On top of that, ETFs carry transaction costs so that anytime a plan participant buys or sells ETFs, they have to pay a fee, experts say.
That means that the employee who is putting in $100 to $200 into their 401(k) every other week could pay a $10 transaction fee [at a discount broker] to buy ETFs, says Paul Justice, ETF strategist at Morningstar, a Chicago-based fund research company that covers mutual funds.
“To make ETFs competitive with mutual funds, you would have to have no trading costs,” he says.
However, employees who buy ETFs within a 401(k) plan don’t pay full transaction costs as if they were buying as individuals, says Lance Berg, a spokesman for San Francisco-based Barclays Global Investors.
“These trades are put together in aggregate, so the fees an employee would pay are in pennies, not dollars,” he says. However, employees who buy and sell ETFs through a self-directed brokerage window—which experts say is the primary way that 401(k) plans offer ETFs today—do pay full fees. Barclays has around 3,000 plan-sponsor clients that have iShares as core options within their 401(k) plans, Berg says.
Employers also may face record-keeping issues. While 401(k) record keepers are equipped to handle mutual fund transactions, ETFs are different, and many providers can’t accommodate them, experts say.

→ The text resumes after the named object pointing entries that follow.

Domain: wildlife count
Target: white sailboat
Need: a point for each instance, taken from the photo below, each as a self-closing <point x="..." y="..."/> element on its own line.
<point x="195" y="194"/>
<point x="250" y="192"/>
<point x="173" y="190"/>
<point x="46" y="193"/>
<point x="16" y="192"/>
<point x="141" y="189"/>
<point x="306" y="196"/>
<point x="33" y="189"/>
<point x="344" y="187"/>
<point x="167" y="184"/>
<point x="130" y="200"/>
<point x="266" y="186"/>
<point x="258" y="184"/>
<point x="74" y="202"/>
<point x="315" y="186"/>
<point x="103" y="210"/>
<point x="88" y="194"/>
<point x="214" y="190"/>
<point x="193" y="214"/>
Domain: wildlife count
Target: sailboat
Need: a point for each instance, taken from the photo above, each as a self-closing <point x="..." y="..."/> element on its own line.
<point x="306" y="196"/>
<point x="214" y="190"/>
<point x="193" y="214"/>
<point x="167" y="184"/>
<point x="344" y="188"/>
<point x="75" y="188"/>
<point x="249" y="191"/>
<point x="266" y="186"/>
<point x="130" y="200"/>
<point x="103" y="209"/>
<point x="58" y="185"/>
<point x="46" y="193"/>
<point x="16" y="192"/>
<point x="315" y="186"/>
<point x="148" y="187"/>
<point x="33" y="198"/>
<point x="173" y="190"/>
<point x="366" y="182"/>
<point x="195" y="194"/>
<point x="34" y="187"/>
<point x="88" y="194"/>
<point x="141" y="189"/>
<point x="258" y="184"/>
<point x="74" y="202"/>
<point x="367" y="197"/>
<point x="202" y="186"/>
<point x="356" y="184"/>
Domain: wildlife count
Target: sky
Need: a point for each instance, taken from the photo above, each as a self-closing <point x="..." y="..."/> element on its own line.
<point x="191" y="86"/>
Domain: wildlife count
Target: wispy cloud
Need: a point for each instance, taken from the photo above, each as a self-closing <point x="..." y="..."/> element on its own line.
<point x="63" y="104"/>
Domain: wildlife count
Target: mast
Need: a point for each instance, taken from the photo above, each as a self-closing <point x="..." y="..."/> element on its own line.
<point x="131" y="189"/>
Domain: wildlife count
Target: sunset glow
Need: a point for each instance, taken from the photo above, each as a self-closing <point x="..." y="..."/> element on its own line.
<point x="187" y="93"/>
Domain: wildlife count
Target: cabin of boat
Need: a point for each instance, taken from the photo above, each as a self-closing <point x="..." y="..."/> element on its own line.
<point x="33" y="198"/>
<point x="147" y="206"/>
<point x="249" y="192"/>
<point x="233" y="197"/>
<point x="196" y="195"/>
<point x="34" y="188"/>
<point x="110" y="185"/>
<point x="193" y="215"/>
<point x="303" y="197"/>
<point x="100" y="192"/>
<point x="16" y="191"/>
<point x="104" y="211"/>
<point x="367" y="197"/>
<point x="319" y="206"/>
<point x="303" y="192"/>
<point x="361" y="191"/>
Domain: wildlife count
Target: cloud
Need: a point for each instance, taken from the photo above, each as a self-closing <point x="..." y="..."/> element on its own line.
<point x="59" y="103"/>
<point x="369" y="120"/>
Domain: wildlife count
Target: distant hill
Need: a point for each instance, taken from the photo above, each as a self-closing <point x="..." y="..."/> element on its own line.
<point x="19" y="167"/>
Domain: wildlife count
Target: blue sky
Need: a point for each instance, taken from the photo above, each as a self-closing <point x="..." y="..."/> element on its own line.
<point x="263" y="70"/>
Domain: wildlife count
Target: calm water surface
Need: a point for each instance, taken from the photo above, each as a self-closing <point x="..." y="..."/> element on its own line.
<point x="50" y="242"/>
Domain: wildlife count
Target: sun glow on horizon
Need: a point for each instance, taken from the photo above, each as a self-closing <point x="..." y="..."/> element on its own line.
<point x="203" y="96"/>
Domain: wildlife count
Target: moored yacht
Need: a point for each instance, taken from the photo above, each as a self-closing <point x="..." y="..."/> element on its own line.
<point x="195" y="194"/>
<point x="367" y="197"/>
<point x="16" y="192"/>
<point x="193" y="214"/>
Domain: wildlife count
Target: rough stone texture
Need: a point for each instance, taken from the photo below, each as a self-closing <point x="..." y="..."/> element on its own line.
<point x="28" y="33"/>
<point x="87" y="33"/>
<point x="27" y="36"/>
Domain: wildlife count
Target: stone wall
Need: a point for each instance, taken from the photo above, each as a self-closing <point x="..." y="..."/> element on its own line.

To address this, Barclays recently launched the “iShares in 401(k) Program,” which identifies a number of record keepers and administrators that allow iShares with mutual funds on their platforms, according to Wojnar. There are more than 100 record keepers identified through the program so far.
And Barclays' soon-to-be new owner, BlackRock, has said that it plans to use its influence to get BGI's ETFs into more retirement plans. BlackRock announced June 12 that it was buying Barclays Global Investors for $13.5 billion.
Despite these recent efforts to make ETFs more compatible with a 401(k) plan environment, consultants at Watson Wyatt Worldwide and Hewitt Associates say they don’t know of any clients that offer ETFs as a core option within their plans.
“It has got to be less than 1 percent of plans that offer this,” Hess says.
But one way that plans can offer ETFs that may make sense is through collective trusts, she says.
This is a particularly good option for small to midsize 401(k) plans, which can’t get the institutional pricing of indexed mutual funds that larger plans can access, Hess says.
And collective trusts made up of ETFs are low-cost, ranging around 15 to 20 basis points, she says.
Along those lines, Portland, Oregon-based Invest n Retire has built a business on setting up managed accounts invested in ETFs. The company serves as the record keeper, working with independent fiduciaries to manage the products, which follow target-date strategies and cost around 40 basis points, says Darwin Abrahamson, the firm’s CEO.
Invest n Retire has 103 plan sponsors as clients and $500 million in assets under management.
Employers that do decide to offer ETFs in their 401(k) plans should emphasize to participants that although these products can be traded like stocks, they should think about them as long-term investment options, experts say.
And despite the market’s volatility this year, plan participants need to remember the importance of thinking in years, not days or weeks, says Sue Walton, an investment consultant with Watson Wyatt. “Buy and hold over the long term does work,” she says.